辛辣的液體刺激她的咽喉,一路衝到胃底,她忍不住狂咳。「咳咳咳……」
梁部長乘機吃豆腐。「唉喲,美人兒怎麼了?還不習慣喝酒是吧?沒關係,我幫你拍拍背喔。」
他淫笑地藉拍背之名義在思喬身上亂摸,只差沒把手直接探入她衣服裡。
思喬羞憤地咬住下唇不讓自己反抗。她沒有別的選擇,只能默默承受樸澤剛加諸給她的任何侮辱。
見樸澤剛沒有制止,梁部長越來越得意,甚至大膽向他要人。「你這小美人真是瘦不見骨,皮膚嫩得像是水蜜桃似的!這樣吧,樸總裁,乾脆你賣我個人情,把安傑拉賣給我吧?!要多少錢你儘管開口!」
一旁的男人哄堂大笑。「梁老啊,如果安傑拉跟了你,到底是第幾號「如夫人」啊?老五還是老六?你太貪心了喔,還是把機會讓給我們吧!」
「沒有的事、沒有的事!」梁部長大笑。「唉呀,你們別在安傑拉面前亂講我壞話喔,人家我最純情了,只愛安傑拉一個人!來,小美人快讓我親一下!」
他的肥手緊緊摟住思喬,油膩膩的嘴就要湊上來。
思喬臉上死白,儘管一再要自己忍耐,卻無法忍受他的親近。她求助地抬眼望著樸澤剛,卻只看到他把臉轉到一旁跟別的女人調笑,像是她根本不存在,她發生任何事情也無所謂!
心像是被野獸利爪無情地撕碎……她絕望、她心碎,卻悲哀地發現,自己的心已經死了!
就在梁胖子即將吻上她的前一秒,她本能地推開他,擠出僵硬的笑容。「對不起,我……我有點不舒服,我先去一下化妝室。」
她不敢再待在原地,她怕自己會情緒失控,會當場痛哭。
她更怕再度接觸樸澤剛那沒有溫度的冰眸!
他真的一點都不在乎她嗎?連一絲一毫都沒有?
思喬哀傷地站起身欲往外走,想不到,她一站起來,色迷迷的梁部長也跟著起身。
藉著濃厚的酒意,再加上眼前的佳人真的太過誘人,他大膽地抓著思喬。「唉喲,美人兒哪裡不舒服呢?呵呵,放心跟著我,我會把你弄得很舒服的!走走!我帶你去更好玩的地方……」
「請放開我!」思喬拚命地想掙脫他的手。
「來嘛、來嘛!哥哥一定會好好疼你的,呵呵,我很溫柔的!小崔啊,去樓上訂個豪華套房。
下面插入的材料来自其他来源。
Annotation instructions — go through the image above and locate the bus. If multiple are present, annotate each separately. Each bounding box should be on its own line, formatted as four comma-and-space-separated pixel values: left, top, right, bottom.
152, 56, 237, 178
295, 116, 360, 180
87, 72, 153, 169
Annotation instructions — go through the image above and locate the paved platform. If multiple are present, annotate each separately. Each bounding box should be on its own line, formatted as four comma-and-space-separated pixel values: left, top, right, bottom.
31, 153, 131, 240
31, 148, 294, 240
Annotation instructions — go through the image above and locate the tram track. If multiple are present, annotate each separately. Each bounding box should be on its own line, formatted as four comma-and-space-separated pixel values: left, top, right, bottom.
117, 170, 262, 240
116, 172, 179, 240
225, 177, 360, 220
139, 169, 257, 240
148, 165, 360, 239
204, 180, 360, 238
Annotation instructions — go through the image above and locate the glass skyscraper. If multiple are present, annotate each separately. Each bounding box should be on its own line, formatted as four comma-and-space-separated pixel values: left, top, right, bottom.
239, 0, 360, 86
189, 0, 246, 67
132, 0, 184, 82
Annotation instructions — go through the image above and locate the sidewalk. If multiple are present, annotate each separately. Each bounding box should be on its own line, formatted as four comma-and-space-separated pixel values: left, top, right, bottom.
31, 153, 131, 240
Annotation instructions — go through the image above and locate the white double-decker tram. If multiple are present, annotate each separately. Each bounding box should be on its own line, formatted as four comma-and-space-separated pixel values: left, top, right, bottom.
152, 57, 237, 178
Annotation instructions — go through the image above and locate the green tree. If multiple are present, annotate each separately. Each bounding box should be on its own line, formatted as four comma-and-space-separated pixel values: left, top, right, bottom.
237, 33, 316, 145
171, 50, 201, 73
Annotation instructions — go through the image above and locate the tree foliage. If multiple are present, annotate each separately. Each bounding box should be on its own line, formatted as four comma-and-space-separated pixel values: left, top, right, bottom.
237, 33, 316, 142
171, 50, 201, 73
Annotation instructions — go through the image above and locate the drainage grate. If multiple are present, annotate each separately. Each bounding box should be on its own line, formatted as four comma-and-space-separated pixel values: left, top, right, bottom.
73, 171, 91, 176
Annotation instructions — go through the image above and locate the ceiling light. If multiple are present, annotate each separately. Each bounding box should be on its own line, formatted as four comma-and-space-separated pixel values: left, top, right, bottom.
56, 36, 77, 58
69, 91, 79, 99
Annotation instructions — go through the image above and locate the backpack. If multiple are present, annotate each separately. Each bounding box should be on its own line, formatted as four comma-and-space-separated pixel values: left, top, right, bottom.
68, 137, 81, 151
樸總裁,這個美人我先帶走了!」
他硬拽著思喬的手就要走出包廂,往樓上客房部奔去!
「放手!」再也無法忍受他噁心的觸摸,思喬奮力地一推終於推開他,不過姓梁的肥豬也因為一時的重心不穩而摔個四腳朝天,很狼狽地跌坐在地!
「部長!」他的助理小崔緊張地扶起他。「部長你沒事吧?」
在眾人面前當場出糗,梁胖子臉上忽青忽白,惱羞成怒地大暍:「他媽的賤女人!搞什麼啊?你踐什麼踐?明明就是在風塵裡打滾的還裝什麼清高?樸總裁,你這個女人太不上道了,你打算開發的那塊地,我看是很難通過法案了!」
吃不到甜頭,他開始威脅樸澤剛。
思喬的淚水在眼眶中打轉,她努力不讓它落下。心底好不安,她搞砸了樸澤剛的生意嗎?他一定會更氣她!
一直沉默不語的樸澤剛霍地起身,臉色陰鵝地駭人。他不發一語地走向摟思喬,一把抓住她的手後,便直接走出包廂。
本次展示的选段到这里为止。